I have a data frame which contains some characteristics from clients and contracts and 0s and 1s showing whether a fall happened the period between 2008 and 2017. I'm using a binomial model to regress probability of fall on the characteristics. I have 38000 differents contracts.
So I'm using an binomial model like this (R-code):
formule <- y ~ Niveau_gar_incapacite + Niv_indem_mens + Regrpt_franchise + Niveau_prime + Situation_familiale + Classe_age_chute + Grde_Region + Regrpt_strate + Taille_courtier + Commission + Retention + Anciennete + Regrpt_CSP + Regrpt_sinistres + Couplage
logit <- glm(Chute_commerciale~1, data=train, family=binomial(link="logit"))

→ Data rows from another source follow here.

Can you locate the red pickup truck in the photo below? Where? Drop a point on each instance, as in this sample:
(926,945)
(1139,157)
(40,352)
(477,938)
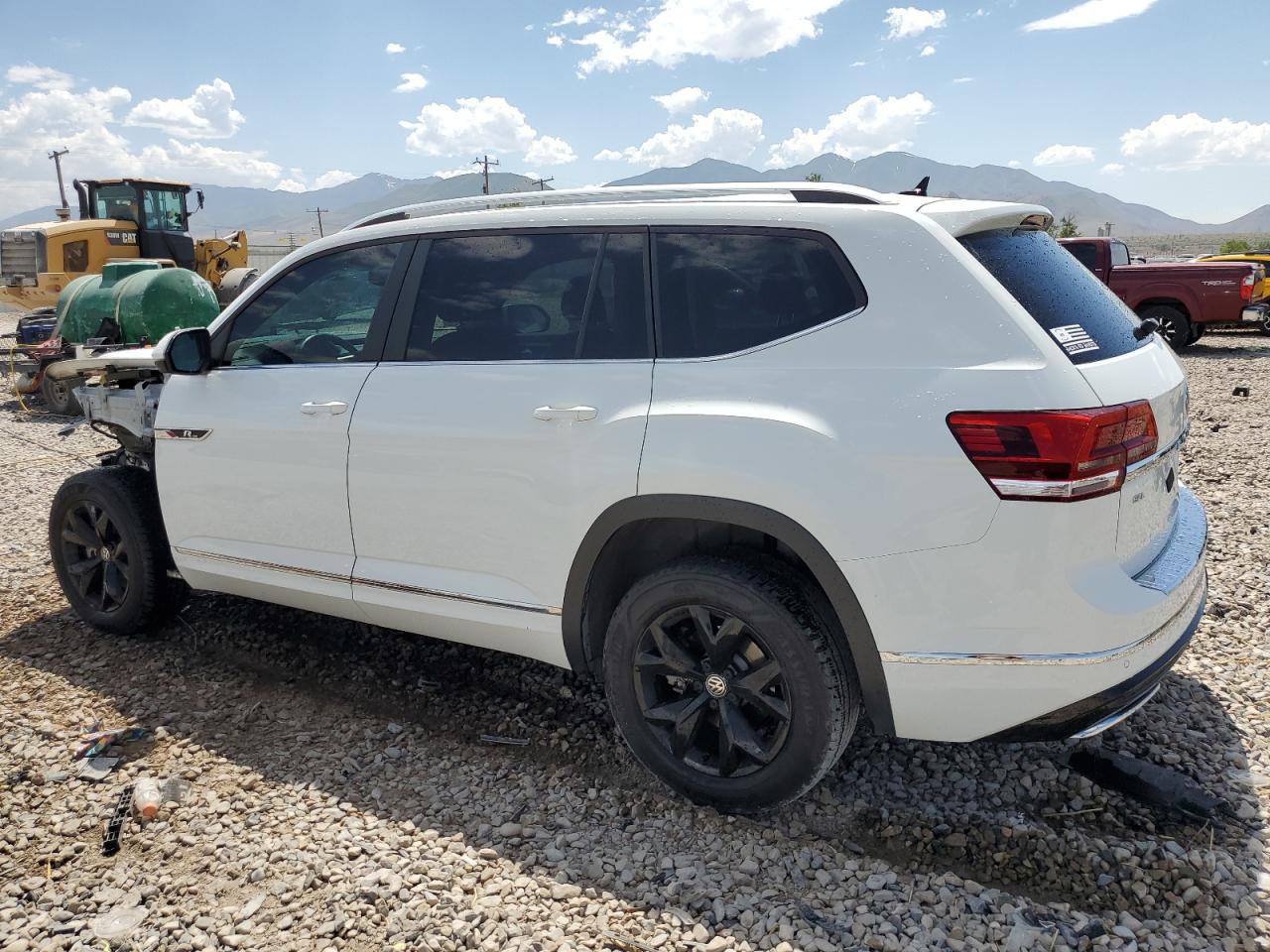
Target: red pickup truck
(1183,298)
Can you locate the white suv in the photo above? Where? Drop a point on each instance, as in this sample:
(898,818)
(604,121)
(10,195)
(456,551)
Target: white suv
(763,457)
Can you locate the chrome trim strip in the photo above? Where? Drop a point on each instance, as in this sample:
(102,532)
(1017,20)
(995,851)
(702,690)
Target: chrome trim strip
(261,563)
(371,583)
(1111,654)
(1114,719)
(454,597)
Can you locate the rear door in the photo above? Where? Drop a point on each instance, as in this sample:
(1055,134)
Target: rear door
(508,414)
(1096,331)
(252,457)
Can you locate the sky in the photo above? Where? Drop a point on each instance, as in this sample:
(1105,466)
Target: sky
(1160,102)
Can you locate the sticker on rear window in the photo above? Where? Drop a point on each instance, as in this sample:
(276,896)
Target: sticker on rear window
(1074,338)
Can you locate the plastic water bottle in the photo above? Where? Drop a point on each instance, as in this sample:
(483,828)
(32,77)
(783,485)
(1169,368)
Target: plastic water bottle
(148,797)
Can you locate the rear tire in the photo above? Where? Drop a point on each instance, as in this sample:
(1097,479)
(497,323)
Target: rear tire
(60,395)
(111,552)
(1175,326)
(725,682)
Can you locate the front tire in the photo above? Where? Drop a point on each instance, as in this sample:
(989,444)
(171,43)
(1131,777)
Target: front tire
(111,552)
(60,397)
(1175,326)
(724,680)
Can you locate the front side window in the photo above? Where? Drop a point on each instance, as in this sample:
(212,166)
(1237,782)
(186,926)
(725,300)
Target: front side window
(547,296)
(318,312)
(117,202)
(726,291)
(164,209)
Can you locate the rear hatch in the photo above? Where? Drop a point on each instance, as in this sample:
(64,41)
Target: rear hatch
(1096,333)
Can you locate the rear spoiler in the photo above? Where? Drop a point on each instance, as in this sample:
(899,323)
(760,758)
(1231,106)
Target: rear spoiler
(960,217)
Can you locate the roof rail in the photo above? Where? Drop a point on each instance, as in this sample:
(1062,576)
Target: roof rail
(820,191)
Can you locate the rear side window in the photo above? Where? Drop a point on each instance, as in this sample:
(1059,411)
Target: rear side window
(549,296)
(1080,311)
(724,291)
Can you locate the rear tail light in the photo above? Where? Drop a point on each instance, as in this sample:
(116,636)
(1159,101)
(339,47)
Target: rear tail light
(1057,454)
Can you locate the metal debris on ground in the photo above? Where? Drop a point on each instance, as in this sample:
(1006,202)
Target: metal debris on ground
(98,740)
(500,739)
(114,825)
(1147,782)
(96,769)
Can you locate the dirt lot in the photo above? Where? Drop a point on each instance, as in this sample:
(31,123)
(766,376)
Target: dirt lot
(341,796)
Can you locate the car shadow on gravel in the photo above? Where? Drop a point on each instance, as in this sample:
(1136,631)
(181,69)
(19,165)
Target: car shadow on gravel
(308,701)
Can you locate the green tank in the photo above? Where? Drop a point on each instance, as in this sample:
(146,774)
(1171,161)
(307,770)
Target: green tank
(134,302)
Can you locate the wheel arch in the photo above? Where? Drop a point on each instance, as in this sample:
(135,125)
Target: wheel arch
(583,636)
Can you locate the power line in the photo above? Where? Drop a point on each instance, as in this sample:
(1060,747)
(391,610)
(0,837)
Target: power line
(318,212)
(485,163)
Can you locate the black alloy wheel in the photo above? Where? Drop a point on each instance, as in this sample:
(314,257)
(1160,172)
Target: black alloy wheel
(95,556)
(707,685)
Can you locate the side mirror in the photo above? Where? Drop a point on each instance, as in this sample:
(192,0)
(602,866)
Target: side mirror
(187,352)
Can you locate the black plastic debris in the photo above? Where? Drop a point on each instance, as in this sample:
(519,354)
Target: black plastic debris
(1147,782)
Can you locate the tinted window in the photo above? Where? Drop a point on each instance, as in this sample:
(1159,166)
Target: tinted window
(721,293)
(318,312)
(1084,254)
(544,296)
(1079,309)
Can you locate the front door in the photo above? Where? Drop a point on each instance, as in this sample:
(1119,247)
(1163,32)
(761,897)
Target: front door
(509,419)
(252,456)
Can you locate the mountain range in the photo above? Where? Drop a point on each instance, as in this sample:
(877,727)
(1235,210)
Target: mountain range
(281,212)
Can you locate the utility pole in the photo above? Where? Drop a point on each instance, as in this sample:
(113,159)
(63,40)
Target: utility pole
(56,155)
(318,211)
(485,163)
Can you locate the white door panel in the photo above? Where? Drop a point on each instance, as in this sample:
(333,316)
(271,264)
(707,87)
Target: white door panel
(267,485)
(479,481)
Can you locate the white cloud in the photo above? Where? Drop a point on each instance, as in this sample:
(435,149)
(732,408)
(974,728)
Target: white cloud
(335,177)
(549,150)
(488,125)
(411,82)
(730,135)
(681,100)
(867,126)
(45,77)
(580,18)
(1092,13)
(1192,141)
(725,30)
(207,113)
(1064,155)
(912,21)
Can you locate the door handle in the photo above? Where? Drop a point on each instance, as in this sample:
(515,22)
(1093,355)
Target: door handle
(331,408)
(566,413)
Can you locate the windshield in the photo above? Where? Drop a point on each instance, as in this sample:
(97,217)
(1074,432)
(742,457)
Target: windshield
(1080,311)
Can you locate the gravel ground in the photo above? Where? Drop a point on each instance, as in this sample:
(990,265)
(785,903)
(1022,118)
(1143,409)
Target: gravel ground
(341,797)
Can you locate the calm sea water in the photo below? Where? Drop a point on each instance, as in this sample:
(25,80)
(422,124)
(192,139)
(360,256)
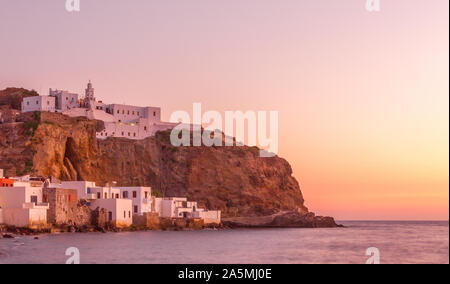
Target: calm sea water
(398,242)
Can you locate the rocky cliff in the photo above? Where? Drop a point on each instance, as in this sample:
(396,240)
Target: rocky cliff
(232,179)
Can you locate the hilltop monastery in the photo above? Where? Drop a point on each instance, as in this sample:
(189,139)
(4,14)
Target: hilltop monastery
(132,122)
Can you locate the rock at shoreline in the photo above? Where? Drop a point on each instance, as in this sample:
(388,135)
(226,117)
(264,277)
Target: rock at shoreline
(287,219)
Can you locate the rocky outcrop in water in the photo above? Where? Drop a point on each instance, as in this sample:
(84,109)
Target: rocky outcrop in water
(232,179)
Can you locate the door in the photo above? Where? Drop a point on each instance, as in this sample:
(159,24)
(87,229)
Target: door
(34,199)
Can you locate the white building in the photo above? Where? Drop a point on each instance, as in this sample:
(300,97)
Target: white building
(119,211)
(180,207)
(120,120)
(141,198)
(64,100)
(23,207)
(141,202)
(39,103)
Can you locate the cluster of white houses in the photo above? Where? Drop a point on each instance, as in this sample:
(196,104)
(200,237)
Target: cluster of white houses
(24,203)
(132,122)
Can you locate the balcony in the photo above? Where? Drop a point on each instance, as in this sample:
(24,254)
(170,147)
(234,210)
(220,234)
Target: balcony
(32,205)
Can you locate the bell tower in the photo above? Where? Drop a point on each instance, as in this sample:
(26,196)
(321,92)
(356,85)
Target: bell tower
(89,95)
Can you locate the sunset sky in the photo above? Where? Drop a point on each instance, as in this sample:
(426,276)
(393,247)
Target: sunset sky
(363,98)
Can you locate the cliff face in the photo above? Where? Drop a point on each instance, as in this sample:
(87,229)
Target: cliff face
(232,179)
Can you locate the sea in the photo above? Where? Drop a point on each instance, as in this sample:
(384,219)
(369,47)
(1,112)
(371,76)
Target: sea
(385,242)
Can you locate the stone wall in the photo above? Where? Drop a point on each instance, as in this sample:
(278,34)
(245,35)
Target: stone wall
(99,217)
(147,220)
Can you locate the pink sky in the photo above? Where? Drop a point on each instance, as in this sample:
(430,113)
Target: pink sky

selection_asc_AIC <- step(logit, direction="forward", trace=TRUE, k=2, scope=list(upper=formule))
After some tests to find multi-collinearity, I did eliminations of variables or groupings of terms. I have this result :
results from GLM
results from GLM 2
This results are not correct with null deviance and residual deviance.

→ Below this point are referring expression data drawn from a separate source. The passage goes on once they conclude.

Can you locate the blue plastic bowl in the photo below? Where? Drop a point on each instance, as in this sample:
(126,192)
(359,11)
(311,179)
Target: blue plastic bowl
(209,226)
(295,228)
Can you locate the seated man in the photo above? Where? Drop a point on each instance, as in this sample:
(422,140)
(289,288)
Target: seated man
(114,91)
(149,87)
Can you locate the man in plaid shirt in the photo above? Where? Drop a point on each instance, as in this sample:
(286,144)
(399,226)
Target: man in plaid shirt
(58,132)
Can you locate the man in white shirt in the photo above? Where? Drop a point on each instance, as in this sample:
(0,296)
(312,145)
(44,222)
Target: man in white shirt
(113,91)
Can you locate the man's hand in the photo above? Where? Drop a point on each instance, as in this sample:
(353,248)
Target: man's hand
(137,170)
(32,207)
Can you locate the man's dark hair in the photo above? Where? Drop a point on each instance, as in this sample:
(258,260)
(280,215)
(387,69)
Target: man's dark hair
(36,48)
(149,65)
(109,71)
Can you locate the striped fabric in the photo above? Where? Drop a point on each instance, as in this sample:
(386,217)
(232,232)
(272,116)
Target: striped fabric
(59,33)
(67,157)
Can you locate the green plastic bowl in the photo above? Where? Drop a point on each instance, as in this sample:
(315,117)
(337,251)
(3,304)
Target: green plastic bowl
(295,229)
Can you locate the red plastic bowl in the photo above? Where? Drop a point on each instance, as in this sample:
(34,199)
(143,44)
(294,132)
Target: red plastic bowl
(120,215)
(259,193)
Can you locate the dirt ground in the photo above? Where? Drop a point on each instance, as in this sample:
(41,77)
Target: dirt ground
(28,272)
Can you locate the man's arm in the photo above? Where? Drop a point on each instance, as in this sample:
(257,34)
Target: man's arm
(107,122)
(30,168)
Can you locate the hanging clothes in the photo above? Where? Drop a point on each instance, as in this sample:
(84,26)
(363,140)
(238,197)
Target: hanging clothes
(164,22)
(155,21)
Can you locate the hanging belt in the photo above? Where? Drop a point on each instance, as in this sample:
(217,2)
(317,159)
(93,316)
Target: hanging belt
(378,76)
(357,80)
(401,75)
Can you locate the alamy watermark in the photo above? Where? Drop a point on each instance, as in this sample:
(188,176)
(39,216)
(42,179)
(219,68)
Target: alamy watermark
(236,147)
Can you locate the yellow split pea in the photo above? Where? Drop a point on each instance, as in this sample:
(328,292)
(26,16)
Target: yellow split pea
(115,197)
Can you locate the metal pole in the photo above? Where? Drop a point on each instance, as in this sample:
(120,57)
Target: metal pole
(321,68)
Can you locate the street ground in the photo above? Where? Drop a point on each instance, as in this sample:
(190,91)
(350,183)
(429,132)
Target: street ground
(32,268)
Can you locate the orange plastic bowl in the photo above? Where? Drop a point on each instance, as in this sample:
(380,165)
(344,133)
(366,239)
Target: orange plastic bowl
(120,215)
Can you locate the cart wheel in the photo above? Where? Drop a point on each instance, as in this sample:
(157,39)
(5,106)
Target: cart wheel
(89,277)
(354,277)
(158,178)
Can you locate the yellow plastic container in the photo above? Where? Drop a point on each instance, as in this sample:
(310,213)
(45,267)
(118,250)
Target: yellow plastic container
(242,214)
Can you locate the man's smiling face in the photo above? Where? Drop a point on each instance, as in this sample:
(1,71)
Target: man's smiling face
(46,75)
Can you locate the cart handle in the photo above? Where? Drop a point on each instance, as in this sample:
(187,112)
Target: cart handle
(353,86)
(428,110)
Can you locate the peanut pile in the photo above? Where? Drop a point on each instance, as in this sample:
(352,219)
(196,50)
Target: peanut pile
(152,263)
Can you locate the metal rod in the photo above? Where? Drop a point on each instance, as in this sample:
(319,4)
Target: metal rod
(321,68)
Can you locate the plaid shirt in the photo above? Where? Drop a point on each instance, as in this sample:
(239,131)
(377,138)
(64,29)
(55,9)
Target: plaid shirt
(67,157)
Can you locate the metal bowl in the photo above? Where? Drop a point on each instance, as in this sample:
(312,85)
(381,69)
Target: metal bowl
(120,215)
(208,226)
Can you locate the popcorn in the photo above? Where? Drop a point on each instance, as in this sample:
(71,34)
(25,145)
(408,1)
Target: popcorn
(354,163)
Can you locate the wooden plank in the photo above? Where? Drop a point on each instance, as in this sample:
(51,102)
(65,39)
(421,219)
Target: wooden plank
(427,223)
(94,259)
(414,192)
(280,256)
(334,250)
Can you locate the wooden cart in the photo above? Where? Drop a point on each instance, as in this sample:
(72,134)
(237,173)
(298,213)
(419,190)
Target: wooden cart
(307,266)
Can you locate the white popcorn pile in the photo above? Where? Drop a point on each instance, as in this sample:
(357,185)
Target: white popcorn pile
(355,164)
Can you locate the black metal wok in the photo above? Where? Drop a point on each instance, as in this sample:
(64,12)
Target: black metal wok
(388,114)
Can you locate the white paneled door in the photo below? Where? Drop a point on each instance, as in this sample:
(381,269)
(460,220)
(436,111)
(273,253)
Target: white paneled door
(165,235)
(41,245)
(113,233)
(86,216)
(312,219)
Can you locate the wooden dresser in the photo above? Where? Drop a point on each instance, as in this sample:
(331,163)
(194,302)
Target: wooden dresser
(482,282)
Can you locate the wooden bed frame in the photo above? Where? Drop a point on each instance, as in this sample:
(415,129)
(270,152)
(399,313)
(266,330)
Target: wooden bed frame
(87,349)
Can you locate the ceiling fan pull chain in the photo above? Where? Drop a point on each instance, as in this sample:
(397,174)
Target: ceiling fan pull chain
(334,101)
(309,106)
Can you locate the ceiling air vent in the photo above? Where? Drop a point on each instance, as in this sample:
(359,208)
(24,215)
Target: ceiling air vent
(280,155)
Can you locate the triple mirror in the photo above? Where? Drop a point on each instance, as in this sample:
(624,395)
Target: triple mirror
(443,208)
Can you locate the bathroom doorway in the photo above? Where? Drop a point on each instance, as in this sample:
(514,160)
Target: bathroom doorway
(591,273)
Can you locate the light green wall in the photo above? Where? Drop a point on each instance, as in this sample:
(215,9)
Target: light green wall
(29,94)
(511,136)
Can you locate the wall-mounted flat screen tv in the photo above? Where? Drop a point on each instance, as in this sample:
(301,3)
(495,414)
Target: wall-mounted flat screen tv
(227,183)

I supposed my variable exposure that is the problem. In fact, I have contracts beginning and finishing at differents years. So my exposure can be 5.32 or 1.36 and I have truncation and censorship.
How can I treat this variable exposure in regression logistic binomial ? If I duplicate my row by the number of year of exposure, there is a problem of independance of observations.